For richer, for poorer.
When it comes to Australians, that destiny is mostly determined by just one factor; whether or not you own property.
After four decades of rocketing housing prices, real estate has helped propel Australians into the enviable position of being amongst the richest in the world.
On the flip side, it’s saddled us with world record-breaking household debt.
Even more worryingly, it has opened an intergenerational wealth inequality chasm that now is spilling out into broader society.
If your parents didn’t own real estate, chances are you won’t either.
It also is playing an elevated role in our interest rate settings.
That’s because appreciating real estate values have become a key factor in how much we spend and where we spend it.
And when it comes to the Reserve Bank’s efforts to rein in inflation, to sop up cash out of the economy, its primary target is on mortgage repayments.
When board members sit down next month to decide whether to lash the nation with another rate hike, property prices and mortgages will be front and centre of discussions, alongside the soon-to-be-released June quarter inflation numbers.
No matter how you look at it, our real estate preoccupation has become a self-fulfilling, all-consuming obsession.
It’s not just “sticky” services inflation underpinning the calls for an August rate hike.
Foremost is that the RBA has taken a softer approach on rate hikes than most of its global counterparts which has now come back to bite.
Our official rate, at 4.35 per cent, is way below many other major economies, including the US at 5.5 per cent. Even New Zealand has maintained its official cash rate at 5.5 per cent.
The problem with that simple comparison is that it ignores the fact that rate movements here have a much bigger impact on household budgets than in any other developed country.
That’s because our mortgages have flexible rates.
Even our fixed-rate loans are for relatively short periods, unlike in America where rates are generally fixed for the life of the loan.
Rate changes here flow through quickly and in full as the graph below illustrates.
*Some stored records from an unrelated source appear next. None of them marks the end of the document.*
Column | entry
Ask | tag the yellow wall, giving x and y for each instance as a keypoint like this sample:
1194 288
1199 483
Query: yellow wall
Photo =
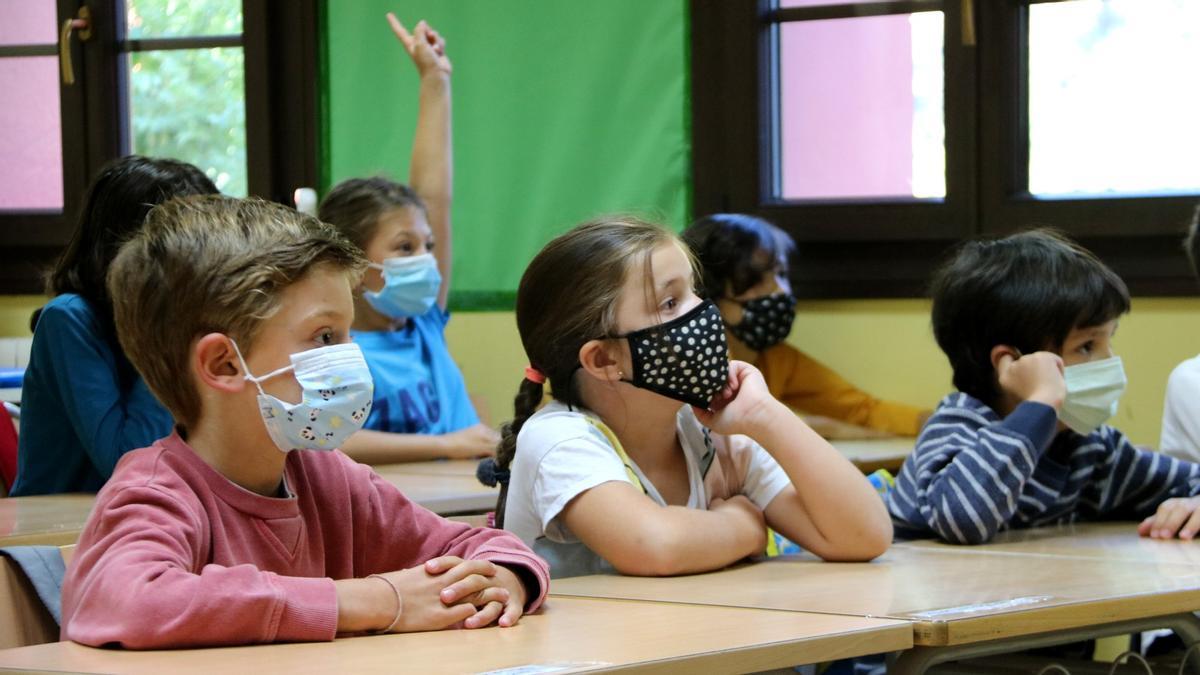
883 346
The blue bar compares official interest rate hikes. Australia’s are amongst the smallest.
But the red bar compares the impact on loan repayments. Australia’s are the biggest.
Germany and America’s rate hikes have had almost no impact on existing loans which are fixed for the life of the loan. Only new borrowers are being stung by the higher rates.
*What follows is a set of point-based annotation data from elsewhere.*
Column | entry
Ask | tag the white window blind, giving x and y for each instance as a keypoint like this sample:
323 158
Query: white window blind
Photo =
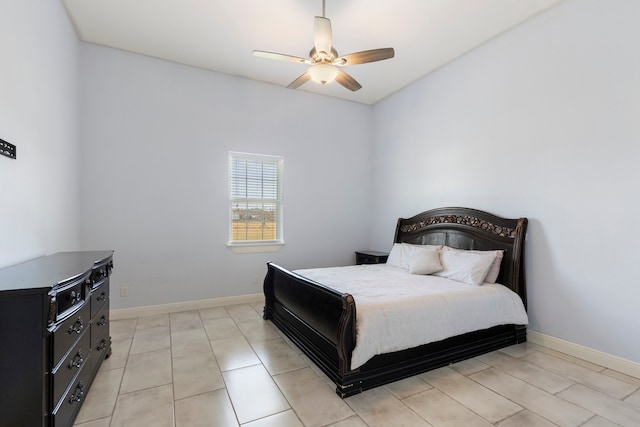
255 198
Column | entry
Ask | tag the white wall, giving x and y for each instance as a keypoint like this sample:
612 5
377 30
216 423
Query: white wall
155 142
38 94
541 122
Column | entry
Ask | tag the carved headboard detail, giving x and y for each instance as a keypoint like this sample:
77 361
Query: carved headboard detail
465 228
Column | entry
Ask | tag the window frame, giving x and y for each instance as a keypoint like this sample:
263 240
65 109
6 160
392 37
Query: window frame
255 246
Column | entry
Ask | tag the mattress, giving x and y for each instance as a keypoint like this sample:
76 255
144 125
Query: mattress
396 310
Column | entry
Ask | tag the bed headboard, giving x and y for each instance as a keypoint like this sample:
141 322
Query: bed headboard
465 228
It mightn’t feel like it but this week we discovered, via a study from investment bank UBS, that we were the second wealthiest people on the planet, after Luxembourg.
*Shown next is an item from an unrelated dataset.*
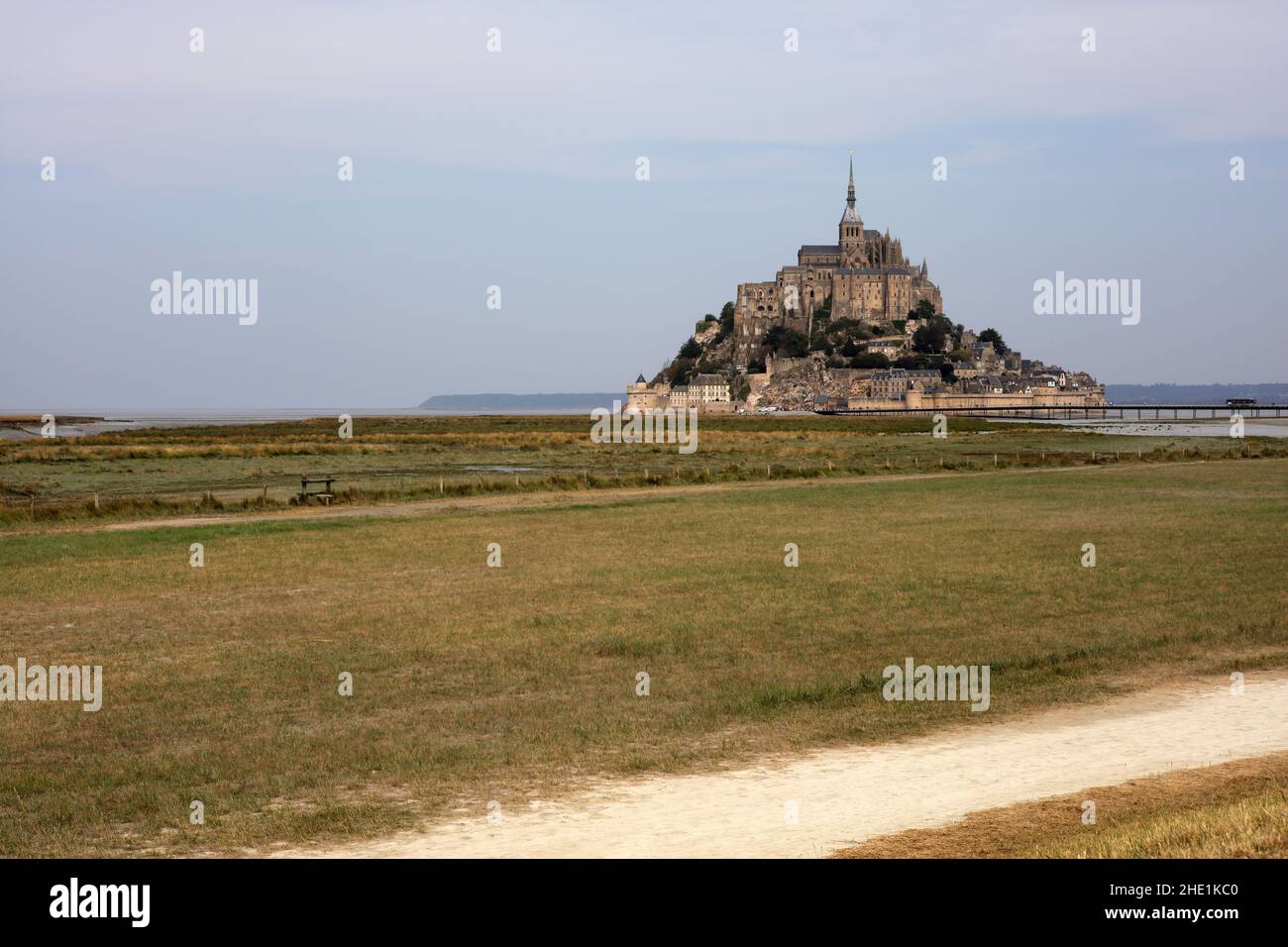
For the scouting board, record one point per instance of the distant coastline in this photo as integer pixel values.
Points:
(562, 401)
(1194, 394)
(1119, 394)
The reason? Ah, that’d be real estate.
If you own a house and have a bit of superannuation, it doesn’t take much to be a millionaire.
The older you are, and the longer you’ve owned a house, the wealthier you are likely to be.
In the past decade alone, the median price of a house nationally has shot from about $500,000 to $940,000.
Apartments have gone from $450,000 to $665,000.
As this chart shows, our real estate is amongst the most expensive in the world, if you compare prices to income.
The magenta bars are Australian cities and Sydney comes in as runner-up, after Hong Kong.
While it’s expensive for buyers, those windfall gains for those who already own property, have a profound effect on spending.
The more dwelling prices rise, the richer the owners feel.
And the more they tend to spend. It’s a phenomenon known as the “wealth effect”, and something the RBA has jumped on over the years in its efforts to manipulate demand.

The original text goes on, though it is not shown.